Okay, first off--I'm majorly procrastinating on a major screenwriting assignment. I may be a little rage-like due to the fact that I'm stressed, but enough with the disclaimer. I do mean everything I type below.
My screenwriting professor is OBSESSED with Twilight, has been all semester. He constantly brings it up, tears it apart, praises it again. So I thought I would get in with the hip cool kids and watch it, partly inspired by him and partly inspired by, well, a South Park episode, but anyway...
What is this crap? The vampires SPARKLE LIKE DIAMONDS? That's why they don't go out during the day? I know the writer had to come up with something that would keep them in high school so she could have her sexual awakening premise with a teenage girl, but really.

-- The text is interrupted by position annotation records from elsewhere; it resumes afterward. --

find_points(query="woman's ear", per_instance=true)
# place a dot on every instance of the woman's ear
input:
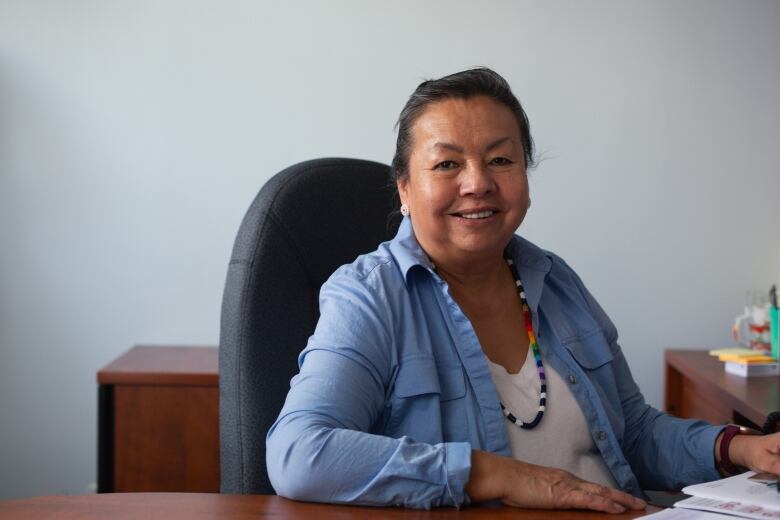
(402, 183)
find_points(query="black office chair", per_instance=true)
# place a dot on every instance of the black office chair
(305, 222)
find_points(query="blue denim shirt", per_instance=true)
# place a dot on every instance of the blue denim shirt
(394, 390)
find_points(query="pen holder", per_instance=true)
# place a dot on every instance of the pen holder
(774, 331)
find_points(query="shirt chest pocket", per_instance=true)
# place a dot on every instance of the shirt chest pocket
(594, 355)
(422, 376)
(428, 402)
(591, 351)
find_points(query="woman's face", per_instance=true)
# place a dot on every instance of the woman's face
(467, 189)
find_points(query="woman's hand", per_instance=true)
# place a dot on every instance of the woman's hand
(758, 453)
(521, 484)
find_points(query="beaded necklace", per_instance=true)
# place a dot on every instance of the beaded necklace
(537, 356)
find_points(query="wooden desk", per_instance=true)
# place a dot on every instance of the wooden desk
(698, 386)
(196, 506)
(158, 421)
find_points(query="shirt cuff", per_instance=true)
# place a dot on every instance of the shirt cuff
(458, 467)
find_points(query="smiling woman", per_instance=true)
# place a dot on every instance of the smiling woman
(460, 363)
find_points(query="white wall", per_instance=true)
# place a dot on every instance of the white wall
(133, 136)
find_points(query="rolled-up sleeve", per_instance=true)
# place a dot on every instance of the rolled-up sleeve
(322, 449)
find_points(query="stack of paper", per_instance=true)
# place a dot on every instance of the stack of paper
(749, 495)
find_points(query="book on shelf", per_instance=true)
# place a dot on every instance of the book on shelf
(749, 495)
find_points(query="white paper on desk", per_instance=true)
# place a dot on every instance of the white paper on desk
(730, 507)
(675, 513)
(748, 488)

Anyway, I mean it is a good story. Teenage girl is saved by vampire. She's hot, but doesn't quite fit in. He's dark, brooding, obsessed with her for unknown reasons. Her relationship with him gets her in all kinds of crazy trouble. She's from a broken home so naturally parents don't stand in the way of a love affair. We also attempt to teach abstinence by emphasizing that if things get too hot and heavy he'll turn evil and try to eat her. Hmm.... this sounds mighty fucking familiar.

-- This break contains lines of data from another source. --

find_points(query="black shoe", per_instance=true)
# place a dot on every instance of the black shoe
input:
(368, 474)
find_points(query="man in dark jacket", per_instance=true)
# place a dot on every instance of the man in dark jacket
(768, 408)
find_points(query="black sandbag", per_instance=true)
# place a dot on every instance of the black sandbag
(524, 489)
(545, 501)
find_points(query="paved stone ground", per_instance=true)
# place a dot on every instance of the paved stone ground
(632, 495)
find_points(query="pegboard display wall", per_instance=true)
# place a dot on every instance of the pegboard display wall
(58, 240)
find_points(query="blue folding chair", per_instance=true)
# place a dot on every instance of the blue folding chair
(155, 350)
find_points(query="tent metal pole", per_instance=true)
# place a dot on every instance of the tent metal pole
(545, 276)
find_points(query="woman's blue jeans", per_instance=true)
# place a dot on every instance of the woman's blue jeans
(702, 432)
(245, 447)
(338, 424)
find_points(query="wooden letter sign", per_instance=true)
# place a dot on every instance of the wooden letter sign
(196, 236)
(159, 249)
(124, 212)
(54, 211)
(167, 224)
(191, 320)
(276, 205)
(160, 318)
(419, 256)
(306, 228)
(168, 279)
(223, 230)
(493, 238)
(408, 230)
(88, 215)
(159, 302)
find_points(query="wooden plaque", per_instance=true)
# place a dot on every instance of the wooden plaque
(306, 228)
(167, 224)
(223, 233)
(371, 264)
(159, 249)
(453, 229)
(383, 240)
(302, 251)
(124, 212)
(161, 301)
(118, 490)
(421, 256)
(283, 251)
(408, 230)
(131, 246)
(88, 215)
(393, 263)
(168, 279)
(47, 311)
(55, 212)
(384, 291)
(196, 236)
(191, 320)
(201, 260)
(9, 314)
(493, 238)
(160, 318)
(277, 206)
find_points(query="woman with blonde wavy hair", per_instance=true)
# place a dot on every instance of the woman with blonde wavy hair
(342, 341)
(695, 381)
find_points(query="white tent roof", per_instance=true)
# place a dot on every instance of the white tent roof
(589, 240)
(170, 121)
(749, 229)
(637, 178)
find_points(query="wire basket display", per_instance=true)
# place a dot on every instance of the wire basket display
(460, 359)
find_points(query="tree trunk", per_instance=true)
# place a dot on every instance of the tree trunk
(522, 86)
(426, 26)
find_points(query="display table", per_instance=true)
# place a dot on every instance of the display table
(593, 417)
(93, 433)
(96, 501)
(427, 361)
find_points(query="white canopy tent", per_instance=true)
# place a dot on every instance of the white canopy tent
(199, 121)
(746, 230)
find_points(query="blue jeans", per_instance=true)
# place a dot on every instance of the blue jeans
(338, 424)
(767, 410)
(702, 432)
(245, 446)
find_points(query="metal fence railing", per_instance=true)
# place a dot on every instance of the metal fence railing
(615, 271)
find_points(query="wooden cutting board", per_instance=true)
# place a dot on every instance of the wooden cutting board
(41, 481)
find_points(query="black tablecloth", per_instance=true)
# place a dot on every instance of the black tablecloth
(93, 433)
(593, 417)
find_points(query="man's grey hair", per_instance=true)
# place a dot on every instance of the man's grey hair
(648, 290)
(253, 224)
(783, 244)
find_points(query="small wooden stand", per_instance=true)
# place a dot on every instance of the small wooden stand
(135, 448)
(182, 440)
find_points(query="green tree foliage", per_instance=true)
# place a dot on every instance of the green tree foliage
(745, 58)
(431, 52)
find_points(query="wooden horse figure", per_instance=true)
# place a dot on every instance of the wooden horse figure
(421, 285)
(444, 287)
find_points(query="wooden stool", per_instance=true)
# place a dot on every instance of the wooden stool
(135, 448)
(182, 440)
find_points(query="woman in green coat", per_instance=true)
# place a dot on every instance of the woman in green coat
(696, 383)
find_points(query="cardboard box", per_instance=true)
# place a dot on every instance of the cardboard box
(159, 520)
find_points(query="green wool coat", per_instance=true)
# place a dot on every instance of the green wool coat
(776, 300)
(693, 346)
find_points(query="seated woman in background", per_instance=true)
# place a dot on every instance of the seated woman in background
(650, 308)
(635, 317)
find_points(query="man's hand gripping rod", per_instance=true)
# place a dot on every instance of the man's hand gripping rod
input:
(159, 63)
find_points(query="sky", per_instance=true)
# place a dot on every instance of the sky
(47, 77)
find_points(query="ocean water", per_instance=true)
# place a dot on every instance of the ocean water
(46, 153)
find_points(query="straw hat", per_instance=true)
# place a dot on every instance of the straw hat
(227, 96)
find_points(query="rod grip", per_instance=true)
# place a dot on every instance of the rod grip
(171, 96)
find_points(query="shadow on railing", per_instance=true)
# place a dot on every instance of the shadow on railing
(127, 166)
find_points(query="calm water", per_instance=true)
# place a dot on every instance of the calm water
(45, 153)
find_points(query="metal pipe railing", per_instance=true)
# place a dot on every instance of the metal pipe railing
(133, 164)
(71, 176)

Am I the only person that remembers the 7 seasons of Buffy the Vampire Slayer? Girls, this has been done before AND much, much better.
Here's the deal: writers need to teach girls that they should be able to save themselves. Get rid of all this powerful man to the rescue crap and throw girls a bone. The women in Twilight don't have the opportunity to kick the crap out of someone, even the vamps. The women vamps run around spreading Ella's scent around or having visions. Even at that they fail. They don't actually play a hand in physically protecting her.
Ella runs around praying that her lover will come save her life, which he does, multiple times (even from getting raped, because we know if she loses that V-card she's sunk). She is such a passive character when it comes to taking control of her own wants and desires. She doesn't even DARE to kiss him until he finally kisses her. I know the vampires have super powers and she doesn't, but she's entirely helpless.
At least Buffy kicked butt like very few characters before her. She was in charge of her life and her relationships, at least until the writers decided to pull her apart. She needed saving, but there was also mutually beneficial relationships with those who saved her. She didn't need "protecting" every moment, she was able to do it herself. She showed teenage girls to go after what you want and to save your own ass doing it.
Why this makes me angry is, teenage girls/boys are extremely impressionable. You can throw in feminist jargon all you want. Okay, that's a start. But face it, you're going to have girls daydreaming about having a mysterious vampire saving them. He's protecting them. They are passively waiting around for something to happen. The writers are aware of this, they try to counter it by having Ella spew some crap to her friend about asking a boy to the prom and being a strong woman. This is just covering their tracks. If they were actually interested in presenting a feminist film aimed at young girls they would have made Ella have some sort of superhero powers so she could do SOMETHING in the film other than be saved and driven around to places.
That said, I thought the Native American aspect to the film was interesting.